C’est hier, à l’hôtel Ayla que s’est clôturée la conférence qui pourrait bien marquer un tournant dans l’histoire économique africaine. Sous les ors et les marbres de ce palace, ministres, entrepreneurs et experts ont pris le pouls de la Zone de Libre-Échange Continentale Africaine, cette ZLECAF dont on parle tant mais qu’on connaît si peu.

Organisée conjointement par le gouvernement djiboutien et le Secrétariat de la ZLECAF, cette rencontre avait pour ambition de faire le point sur ce projet titanesque, censé transformer un continent fragmenté en puissance économique cohérente. Mais au-delà des discours convenus et des poignées de main photographiées, que reste-t-il vraiment de cette promesse d’unité? Où en est ce rêve africain face aux réalités du terrain?

Imaginez un marché unique de 1,3 milliard de personnes, un espace économique où les marchandises circuleraient librement de Tanger à Johannesburg, du Caire à Dakar. C’est l’horizon que dessine la ZLECAF depuis son lancement en 2018 et son entrée en vigueur trois ans plus tard. En supprimant progressivement 90% des barrières douanières entre pays africains, elle entend réveiller un commerce intracontinental aujourd’hui anémique: à peine 15% des échanges africains se font entre voisins, quand l’Europe affiche fièrement ses 70%.

Au cœur de cette mécanique ambitieuse se trouvent les zones économiques spéciales, ces territoires où fiscalité allégée et infrastructures modernes attirent investisseurs et industries. Djibouti, avec sa zone franche de Doraleh, en est l’illustration parfaite: un petit pays transformé en carrefour névralgique où transitent les richesses de trois continents.

Mais la ZLECAF porte en elle une promesse bien plus profonde qu’un simple accord commercial. Elle raconte l’histoire d’une Afrique qui se réinvente, qui refuse le rôle de simple pourvoyeuse de matières premières pour devenir créatrice de valeur.
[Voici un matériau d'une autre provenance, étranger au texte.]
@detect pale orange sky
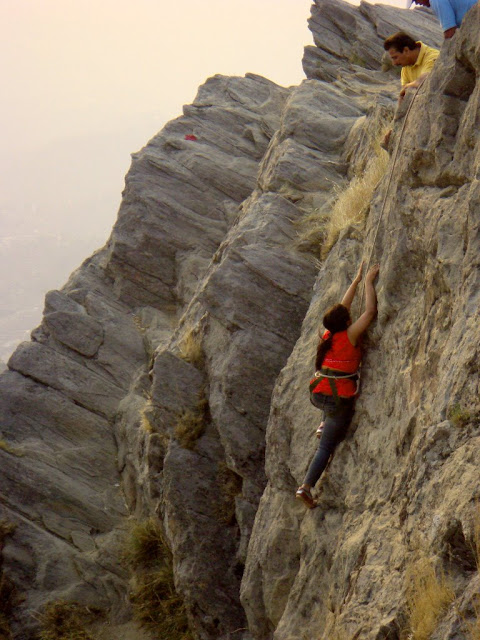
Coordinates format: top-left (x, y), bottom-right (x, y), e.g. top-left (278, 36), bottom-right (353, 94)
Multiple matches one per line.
top-left (1, 0), bottom-right (315, 153)
top-left (0, 0), bottom-right (407, 361)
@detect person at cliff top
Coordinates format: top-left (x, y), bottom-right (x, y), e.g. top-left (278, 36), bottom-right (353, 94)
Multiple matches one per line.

Elle parle d’emplois pour une jeunesse bouillonnante, d’industries naissantes, de chaînes de production locales.

C’est à Ayla que cette vision a pris corps à travers les témoignages d’entrepreneurs qui voient dans ces zones économiques spéciales non pas de simples havres fiscaux, mais de véritables laboratoires d’innovation où technologie, durabilité et inclusion sociale se rencontrent. Les délégués ont quitté la conférence, mais une question persiste: pourquoi, quatre ans après son lancement officiel, la ZLECAF peine-t-elle encore à transformer le quotidien des Africains?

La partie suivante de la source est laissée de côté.